In some respects, this (perhaps) radical interpretation of such a seemingly benign statement is vindicated by his economic prescriptions.  Naturally, he calls for European authorities to "recapitalize" the banking system, and "stabilize the markets."  I was just reading a paper by Gerald Epstein and Thomas Ferguson last night on the Federal Reserve's response to the 1929 market collapse in the US, and virtually the same language, at least in the latter, was used to describe the "stability" brought to the bond markets, by propping up railroad bonds that amounted to a total of 1/3rd of major New York banks' debt investments.  In other words, and very simply, Mr. Alessi is calling for a bailout of private banks.  Naturally, at no point does Mr. Alessi contend that the banks should then be placed under national or quasi-national control, to be disassembled in an orderly fashion, or to serve the interests of policy rather than profit.  That, I should think, is truly a radical notion that cannot even be conceived if you are educated enough to work at the Peterson Institute.  Indeed, when considering whether tobail out Greece and force banks to take a large, but not catastrophic, loss, or to "recapitalize" the banks so that they are able to sustain a "more thorough restructuring in Greece" (interpret as you will), he suggests the latter because "the costs of having an undercapitalized banking system are too big."

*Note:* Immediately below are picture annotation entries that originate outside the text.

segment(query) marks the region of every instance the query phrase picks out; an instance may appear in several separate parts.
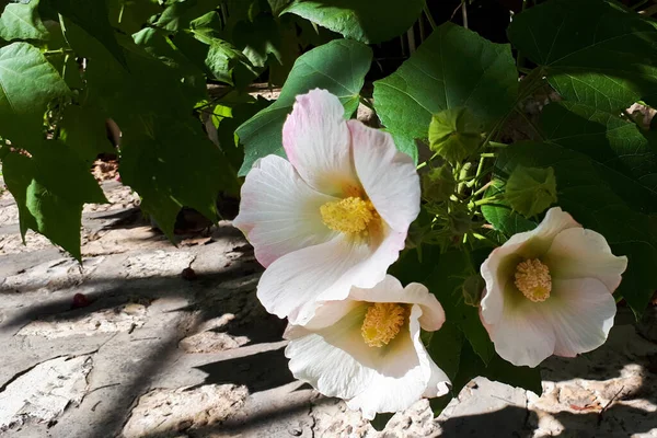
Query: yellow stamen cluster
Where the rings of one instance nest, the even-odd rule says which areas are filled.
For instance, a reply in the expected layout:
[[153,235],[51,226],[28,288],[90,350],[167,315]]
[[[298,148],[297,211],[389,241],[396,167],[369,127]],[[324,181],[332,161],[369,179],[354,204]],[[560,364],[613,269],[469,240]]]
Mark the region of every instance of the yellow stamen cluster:
[[550,268],[538,258],[526,260],[516,266],[516,286],[529,300],[545,301],[552,291]]
[[406,309],[403,306],[376,302],[367,310],[360,333],[370,347],[382,347],[394,339],[405,320]]
[[326,203],[320,207],[320,212],[326,227],[344,233],[365,231],[377,214],[370,200],[359,197]]

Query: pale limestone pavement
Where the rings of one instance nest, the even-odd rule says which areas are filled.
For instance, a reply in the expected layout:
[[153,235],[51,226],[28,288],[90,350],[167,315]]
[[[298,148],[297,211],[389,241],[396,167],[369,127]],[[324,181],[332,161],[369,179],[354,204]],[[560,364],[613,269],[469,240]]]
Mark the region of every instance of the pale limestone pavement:
[[657,437],[657,319],[642,337],[624,310],[607,346],[545,364],[541,397],[479,378],[438,419],[420,401],[377,433],[293,380],[230,222],[176,247],[129,189],[103,187],[82,266],[36,234],[23,246],[0,195],[2,437]]

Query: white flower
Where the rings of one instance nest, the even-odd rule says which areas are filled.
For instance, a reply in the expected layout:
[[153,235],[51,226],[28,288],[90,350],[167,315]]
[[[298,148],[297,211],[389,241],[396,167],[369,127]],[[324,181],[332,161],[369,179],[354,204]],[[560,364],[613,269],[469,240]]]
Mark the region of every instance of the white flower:
[[616,312],[612,292],[627,257],[604,238],[551,208],[532,231],[515,234],[482,264],[481,316],[495,349],[535,367],[551,355],[575,357],[604,343]]
[[372,289],[355,287],[347,299],[323,303],[306,325],[290,325],[285,355],[297,379],[372,419],[448,392],[448,377],[419,339],[420,327],[433,332],[443,322],[426,287],[404,288],[388,275]]
[[267,155],[246,176],[233,224],[267,267],[263,306],[302,324],[318,300],[383,279],[419,212],[419,180],[389,134],[345,120],[324,90],[297,96],[283,146],[289,161]]

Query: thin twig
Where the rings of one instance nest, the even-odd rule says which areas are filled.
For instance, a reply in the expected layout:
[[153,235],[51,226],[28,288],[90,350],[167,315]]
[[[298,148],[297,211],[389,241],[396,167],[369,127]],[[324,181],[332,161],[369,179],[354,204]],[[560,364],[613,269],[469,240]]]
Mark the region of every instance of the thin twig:
[[425,1],[425,5],[424,5],[424,11],[425,11],[425,15],[427,16],[427,20],[429,21],[429,25],[431,26],[431,30],[435,30],[436,27],[438,27],[436,25],[436,22],[434,21],[434,18],[431,16],[431,12],[429,11],[429,7],[427,5],[426,1]]

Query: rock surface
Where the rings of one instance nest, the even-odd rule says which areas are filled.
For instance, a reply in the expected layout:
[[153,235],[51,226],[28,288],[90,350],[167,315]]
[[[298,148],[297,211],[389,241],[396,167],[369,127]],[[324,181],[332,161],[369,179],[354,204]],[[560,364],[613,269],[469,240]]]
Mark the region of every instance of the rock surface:
[[543,395],[477,378],[438,418],[426,400],[376,431],[296,381],[262,268],[222,221],[173,246],[114,181],[87,206],[80,266],[23,246],[0,195],[0,435],[161,437],[657,437],[657,314],[621,309],[609,342],[552,358]]

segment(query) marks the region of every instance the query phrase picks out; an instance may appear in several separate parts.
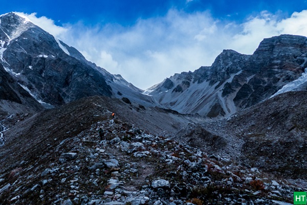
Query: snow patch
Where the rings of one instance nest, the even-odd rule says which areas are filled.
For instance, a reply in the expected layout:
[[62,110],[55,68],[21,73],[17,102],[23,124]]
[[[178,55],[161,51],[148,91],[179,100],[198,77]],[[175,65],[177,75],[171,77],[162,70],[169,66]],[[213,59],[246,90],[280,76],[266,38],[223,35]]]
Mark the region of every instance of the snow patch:
[[27,24],[28,22],[32,23],[31,21],[31,20],[30,19],[30,18],[29,18],[26,15],[24,15],[22,13],[13,12],[13,13],[14,13],[14,14],[17,15],[17,16],[18,16],[19,17],[21,17],[21,18],[24,18],[24,24]]
[[33,94],[32,92],[31,92],[31,91],[29,89],[29,88],[28,88],[27,87],[18,83],[19,85],[20,86],[24,89],[25,89],[25,91],[26,91],[27,92],[28,92],[29,93],[29,94],[30,94],[31,95],[31,96],[32,96],[34,99],[35,99],[36,100],[36,101],[37,101],[38,102],[39,102],[40,104],[42,105],[47,105],[49,106],[50,107],[53,107],[53,106],[52,105],[49,104],[49,103],[47,103],[44,102],[43,101],[41,100],[41,99],[39,99],[38,98],[38,97],[37,96],[36,96],[36,95],[35,95],[34,94]]
[[5,66],[4,66],[3,67],[4,68],[4,69],[6,70],[6,72],[7,72],[8,73],[11,73],[16,77],[20,74],[20,73],[15,73],[15,72],[13,71],[12,69],[10,69],[9,68],[8,68]]
[[60,48],[61,48],[61,49],[62,49],[62,50],[63,51],[64,51],[67,55],[70,55],[70,53],[69,53],[69,52],[68,52],[68,50],[67,50],[67,49],[66,48],[66,47],[65,47],[64,46],[63,46],[62,45],[62,44],[61,44],[61,42],[60,42],[60,41],[59,40],[59,39],[57,39],[57,38],[56,38],[55,37],[54,37],[54,39],[55,39],[55,40],[56,41],[56,42],[59,45],[59,46],[60,47]]
[[298,79],[284,85],[270,98],[287,92],[301,90],[300,86],[304,84],[307,84],[307,68],[305,69],[305,72]]
[[46,55],[38,55],[37,56],[36,56],[36,57],[43,57],[44,58],[46,58],[48,57],[48,56]]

As a final suggestion, he notes that "you need to have more fiscal integration coming out of this" and that "you have considerably more fiscal integration already."  For Mr. Alessi, the crisis has, at "a very rapid pace" already encouraged more economic integration, and notes that in the long run there might be "euro bonds."  I think his implications here are quite clear.  There has been more fiscal integration because countries like Greece, Spain, Italy, and France have all capitulated to the pressures of the central, undemocratic Eurozone leadership to implement unpopular policies of austerity.  That might be a step more towards the federated US model.  With greater fiscal integration on the horizon for the neoliberal revolutionaries in Europe, and with the virtual senate at work to undermine any European politicking for any end but the needs of profit, one is left to wonder if the post-war social democratic state in Europe is in serious danger of extinction.